Aquaplaning auf der A3: Ein Unfall, der zum Umdenken anregt
Ein schwerer Unfall hat am Montag, den 11. Mai 2026, auf der A3 bei Altdorf im Nürnberger Land für Aufregung gesorgt. Um die Mittagszeit, genauer gesagt gegen 13:30 Uhr, kam es aufgrund von Starkregen zu einem dramatischen Vorfall. Die 23-jährige Fahrerin, die offenbar die Kontrolle über ihr Auto verlor, geriet ins Aquaplaning. Nicht gerade ideal, wenn man bedenkt, dass die Straßenverhältnisse durch den Regen alles andere als optimal waren.
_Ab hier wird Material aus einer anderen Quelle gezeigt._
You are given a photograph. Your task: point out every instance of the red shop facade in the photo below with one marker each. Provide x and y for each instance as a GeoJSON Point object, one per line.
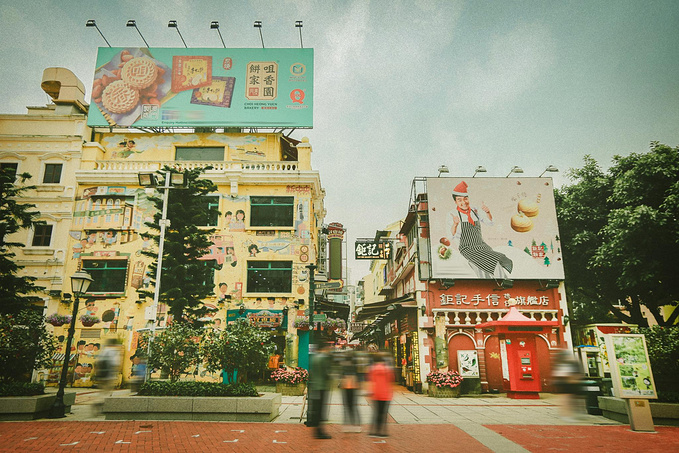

Das Fahrzeug schoss von der Fahrbahn und prallte mit Wucht gegen eine Betonleitwand. Glücklicherweise blieb die Fahrerin unverletzt, aber zwei ihrer vier Mitfahrer hatten weniger Glück. Der 41-Jährige zog sich einen Schlüsselbeinbruch zu, während ein 18-Jähriger mit diversen Prellungen davonkam. Ein schmerzhaftes Erlebnis für alle Beteiligten, das sich bei diesem Wetter hätte vermeiden lassen. Die Freiwillige Feuerwehr Altdorf war schnell zur Stelle, um die Unfallstelle abzusichern und den Verkehr umzuleiten. Der Sachschaden wurde auf rund 6000 Euro geschätzt.
Wetterbedingungen und ihre Gefahren
Solche Unfälle sind leider keine Seltenheit, besonders bei den extremen Wetterbedingungen, die wir in letzter Zeit erleben. Starkregen kann blitzschnell zu gefährlichen Situationen führen, und die Straßen verwandeln sich in richtige Rutschbahnen. Auf der A52 kam es am selben Abend zu einem weiteren Vorfall, bei dem mindestens vier Pkw betroffen waren. Auch dort wurden mehrere Personen leicht verletzt. Der rechte Fahrstreifen war aufgrund der Regenmengen komplett unter Wasser. Diese Wetterlage hat nicht nur in Bayern, sondern auch in anderen Regionen wie Nordrhein-Westfalen für Chaos auf den Straßen gesorgt.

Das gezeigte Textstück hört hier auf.